Image6 min readMarch 23, 2026

How Depth Maps Turn Flat Photos into 3D

A photograph is a flat, two-dimensional grid of pixels. Yet, when you look at a photo of a mountain range or a city street, your brain instantly understands which objects are close enough to touch and which are miles away. This process of recovering the third dimension from a 2D image is called depth estimation.

What is a depth map?

A depth map is a specialized image where each pixel represents the distance from the camera to the object at that point. Unlike a standard photo that stores color (Red, Green, Blue), a depth map typically stores a single value per pixel, often visualized as a grayscale image.

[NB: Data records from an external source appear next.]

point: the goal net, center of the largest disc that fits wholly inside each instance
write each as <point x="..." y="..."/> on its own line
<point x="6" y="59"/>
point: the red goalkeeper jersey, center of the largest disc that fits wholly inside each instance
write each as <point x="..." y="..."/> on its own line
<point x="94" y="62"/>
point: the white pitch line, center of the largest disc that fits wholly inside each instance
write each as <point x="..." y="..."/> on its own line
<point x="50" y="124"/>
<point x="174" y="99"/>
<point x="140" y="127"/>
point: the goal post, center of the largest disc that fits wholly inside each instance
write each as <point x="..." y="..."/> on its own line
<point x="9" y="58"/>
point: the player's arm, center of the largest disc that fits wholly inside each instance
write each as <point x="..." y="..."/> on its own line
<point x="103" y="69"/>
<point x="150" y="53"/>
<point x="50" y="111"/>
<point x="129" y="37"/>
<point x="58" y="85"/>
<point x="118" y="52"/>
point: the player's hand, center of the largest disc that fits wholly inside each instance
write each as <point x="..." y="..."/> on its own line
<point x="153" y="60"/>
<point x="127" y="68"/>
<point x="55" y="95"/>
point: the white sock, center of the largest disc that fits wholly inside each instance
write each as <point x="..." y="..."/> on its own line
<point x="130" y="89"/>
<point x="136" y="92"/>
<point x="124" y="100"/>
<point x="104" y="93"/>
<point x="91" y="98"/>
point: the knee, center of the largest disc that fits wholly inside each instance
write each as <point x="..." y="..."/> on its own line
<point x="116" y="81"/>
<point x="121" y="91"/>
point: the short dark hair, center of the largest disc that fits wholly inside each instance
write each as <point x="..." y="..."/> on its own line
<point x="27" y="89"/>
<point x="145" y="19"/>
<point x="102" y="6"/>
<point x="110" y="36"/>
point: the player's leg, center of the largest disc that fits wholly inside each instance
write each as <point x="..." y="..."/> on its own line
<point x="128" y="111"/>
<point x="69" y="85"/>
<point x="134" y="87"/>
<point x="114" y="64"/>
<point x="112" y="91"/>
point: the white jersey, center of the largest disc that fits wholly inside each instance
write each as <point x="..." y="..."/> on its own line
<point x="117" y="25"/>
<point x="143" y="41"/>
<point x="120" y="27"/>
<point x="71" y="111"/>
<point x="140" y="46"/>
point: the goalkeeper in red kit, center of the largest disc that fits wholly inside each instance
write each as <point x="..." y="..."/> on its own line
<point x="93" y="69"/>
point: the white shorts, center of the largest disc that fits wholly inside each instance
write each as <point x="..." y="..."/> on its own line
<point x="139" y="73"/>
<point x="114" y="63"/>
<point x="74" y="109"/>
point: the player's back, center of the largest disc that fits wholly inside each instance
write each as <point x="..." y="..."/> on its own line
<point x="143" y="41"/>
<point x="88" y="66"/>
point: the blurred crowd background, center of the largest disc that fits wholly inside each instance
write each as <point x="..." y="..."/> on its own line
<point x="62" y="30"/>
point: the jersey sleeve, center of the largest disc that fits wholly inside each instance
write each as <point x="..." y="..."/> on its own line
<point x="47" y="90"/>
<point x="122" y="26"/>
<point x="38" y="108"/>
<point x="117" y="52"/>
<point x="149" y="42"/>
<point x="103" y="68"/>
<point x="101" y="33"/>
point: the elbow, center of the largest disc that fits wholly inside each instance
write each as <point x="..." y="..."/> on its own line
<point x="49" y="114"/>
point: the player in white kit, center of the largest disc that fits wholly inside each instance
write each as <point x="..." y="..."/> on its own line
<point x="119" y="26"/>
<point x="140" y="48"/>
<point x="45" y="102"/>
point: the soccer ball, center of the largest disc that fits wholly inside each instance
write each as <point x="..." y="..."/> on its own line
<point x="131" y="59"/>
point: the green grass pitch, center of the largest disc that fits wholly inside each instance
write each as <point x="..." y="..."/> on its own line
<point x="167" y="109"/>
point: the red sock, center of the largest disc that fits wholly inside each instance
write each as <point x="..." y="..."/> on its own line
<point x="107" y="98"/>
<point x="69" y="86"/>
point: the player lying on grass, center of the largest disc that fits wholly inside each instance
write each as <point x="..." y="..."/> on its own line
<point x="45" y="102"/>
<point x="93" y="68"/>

Bright pixels (White) represent objects closest to the camera.
Dark pixels (Black) represent objects furthest away.
Grays represent everything in between.

Depth vs. Disparity: In technical contexts, you might hear the term "disparity." While depth is the actual distance in meters, disparity is the apparent shift of an object between two viewpoints. They are inversely related.

How a single camera "sees" depth

Humans with two eyes use stereopsis to triangulate distance. But how does a single camera perceive depth? This is known as monocular depth estimation, and it relies on several visual cues:

Occlusion - If one object blocks another, the blocker is closer.
Relative Size - Smaller objects are perceived as further away.
Linear Perspective - Parallel lines appear to converge in the distance.
Texture Gradients - Fine details blur into uniform texture far away.
Atmospheric Perspective - Distant objects appear paler and bluer.

How AI models learn depth

Modern AI models, like Depth Anything, are trained on millions of images where the "ground truth" depth is known from LiDAR or stereo setups.

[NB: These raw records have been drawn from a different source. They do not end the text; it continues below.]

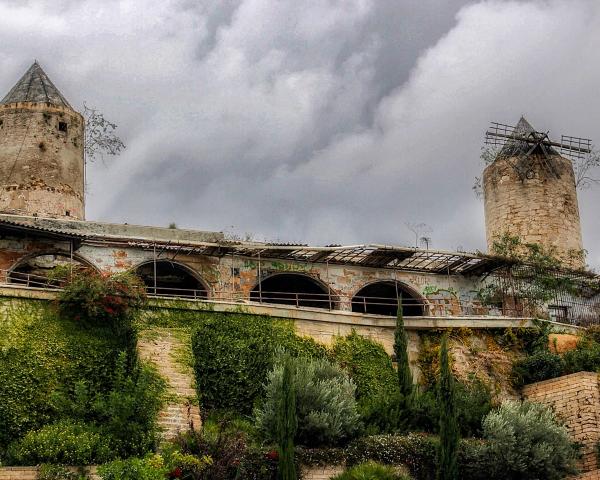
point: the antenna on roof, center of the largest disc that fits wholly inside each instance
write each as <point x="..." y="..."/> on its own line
<point x="523" y="146"/>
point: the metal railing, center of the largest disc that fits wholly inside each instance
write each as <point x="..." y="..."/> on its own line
<point x="386" y="306"/>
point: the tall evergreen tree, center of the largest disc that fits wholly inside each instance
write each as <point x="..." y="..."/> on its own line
<point x="287" y="423"/>
<point x="401" y="351"/>
<point x="447" y="467"/>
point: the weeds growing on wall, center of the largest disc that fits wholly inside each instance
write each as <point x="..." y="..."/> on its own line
<point x="233" y="354"/>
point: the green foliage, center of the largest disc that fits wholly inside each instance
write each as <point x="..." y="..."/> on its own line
<point x="58" y="472"/>
<point x="42" y="353"/>
<point x="65" y="442"/>
<point x="367" y="363"/>
<point x="325" y="403"/>
<point x="447" y="468"/>
<point x="401" y="350"/>
<point x="525" y="442"/>
<point x="233" y="354"/>
<point x="584" y="358"/>
<point x="149" y="468"/>
<point x="371" y="471"/>
<point x="100" y="300"/>
<point x="418" y="453"/>
<point x="231" y="456"/>
<point x="542" y="365"/>
<point x="286" y="422"/>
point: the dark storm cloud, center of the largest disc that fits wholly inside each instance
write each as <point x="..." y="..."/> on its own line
<point x="319" y="121"/>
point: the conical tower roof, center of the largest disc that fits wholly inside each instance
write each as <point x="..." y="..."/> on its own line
<point x="36" y="87"/>
<point x="517" y="147"/>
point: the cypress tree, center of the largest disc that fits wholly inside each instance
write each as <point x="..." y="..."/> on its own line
<point x="287" y="423"/>
<point x="447" y="466"/>
<point x="401" y="351"/>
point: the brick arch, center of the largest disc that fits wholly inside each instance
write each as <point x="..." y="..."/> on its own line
<point x="25" y="272"/>
<point x="379" y="298"/>
<point x="173" y="279"/>
<point x="294" y="288"/>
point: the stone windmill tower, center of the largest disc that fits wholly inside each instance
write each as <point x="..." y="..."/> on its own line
<point x="529" y="189"/>
<point x="41" y="150"/>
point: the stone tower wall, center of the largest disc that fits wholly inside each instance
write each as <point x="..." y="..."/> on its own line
<point x="41" y="166"/>
<point x="540" y="209"/>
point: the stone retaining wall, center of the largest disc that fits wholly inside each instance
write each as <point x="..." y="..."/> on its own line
<point x="576" y="400"/>
<point x="321" y="472"/>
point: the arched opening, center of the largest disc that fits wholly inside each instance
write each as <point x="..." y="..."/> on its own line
<point x="171" y="279"/>
<point x="381" y="298"/>
<point x="292" y="289"/>
<point x="47" y="269"/>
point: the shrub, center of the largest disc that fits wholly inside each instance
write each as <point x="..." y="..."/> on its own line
<point x="541" y="365"/>
<point x="286" y="422"/>
<point x="234" y="353"/>
<point x="40" y="353"/>
<point x="524" y="441"/>
<point x="418" y="453"/>
<point x="585" y="358"/>
<point x="391" y="414"/>
<point x="368" y="364"/>
<point x="149" y="468"/>
<point x="231" y="457"/>
<point x="58" y="472"/>
<point x="127" y="414"/>
<point x="415" y="451"/>
<point x="371" y="471"/>
<point x="65" y="442"/>
<point x="447" y="451"/>
<point x="325" y="403"/>
<point x="96" y="299"/>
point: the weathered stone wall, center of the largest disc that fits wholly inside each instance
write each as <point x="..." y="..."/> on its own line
<point x="230" y="278"/>
<point x="41" y="166"/>
<point x="321" y="472"/>
<point x="576" y="400"/>
<point x="540" y="209"/>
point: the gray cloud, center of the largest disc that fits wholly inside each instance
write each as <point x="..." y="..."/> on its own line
<point x="316" y="121"/>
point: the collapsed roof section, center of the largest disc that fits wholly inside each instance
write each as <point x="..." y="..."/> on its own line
<point x="190" y="242"/>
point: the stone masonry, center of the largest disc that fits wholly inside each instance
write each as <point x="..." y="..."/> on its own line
<point x="41" y="150"/>
<point x="162" y="348"/>
<point x="576" y="400"/>
<point x="539" y="209"/>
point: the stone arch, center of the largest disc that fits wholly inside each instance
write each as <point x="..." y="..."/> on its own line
<point x="292" y="288"/>
<point x="172" y="279"/>
<point x="37" y="269"/>
<point x="380" y="298"/>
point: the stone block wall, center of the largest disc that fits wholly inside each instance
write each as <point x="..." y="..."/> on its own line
<point x="541" y="208"/>
<point x="321" y="472"/>
<point x="576" y="400"/>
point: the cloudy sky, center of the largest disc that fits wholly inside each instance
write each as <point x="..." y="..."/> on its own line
<point x="317" y="121"/>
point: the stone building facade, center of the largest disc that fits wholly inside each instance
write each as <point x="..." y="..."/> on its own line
<point x="41" y="150"/>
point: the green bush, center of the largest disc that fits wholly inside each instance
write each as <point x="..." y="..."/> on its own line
<point x="541" y="365"/>
<point x="368" y="365"/>
<point x="392" y="414"/>
<point x="525" y="442"/>
<point x="149" y="468"/>
<point x="418" y="453"/>
<point x="325" y="403"/>
<point x="415" y="451"/>
<point x="233" y="354"/>
<point x="42" y="353"/>
<point x="231" y="458"/>
<point x="371" y="471"/>
<point x="65" y="442"/>
<point x="58" y="472"/>
<point x="584" y="358"/>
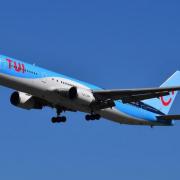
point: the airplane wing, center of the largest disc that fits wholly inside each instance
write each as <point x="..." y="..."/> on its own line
<point x="134" y="95"/>
<point x="169" y="117"/>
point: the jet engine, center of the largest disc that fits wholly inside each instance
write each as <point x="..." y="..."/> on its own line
<point x="25" y="101"/>
<point x="80" y="95"/>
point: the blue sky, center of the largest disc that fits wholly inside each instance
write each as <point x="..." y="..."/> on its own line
<point x="113" y="44"/>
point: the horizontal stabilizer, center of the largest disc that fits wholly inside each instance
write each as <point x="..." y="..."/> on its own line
<point x="169" y="117"/>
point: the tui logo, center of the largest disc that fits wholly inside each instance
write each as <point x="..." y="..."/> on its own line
<point x="168" y="101"/>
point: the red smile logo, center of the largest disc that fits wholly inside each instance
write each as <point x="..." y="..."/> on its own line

The Encoder-Decoder Architecture

The model converts a color image into a depth map through a specialized pipeline:

Encoder - A neural network breaks the image into abstract features.
Decoder - Projects features back to resolution, estimating distance.

The magic of modern AI is its ability to understand context. It knows that a person standing on a sidewalk is likely closer than the building behind them.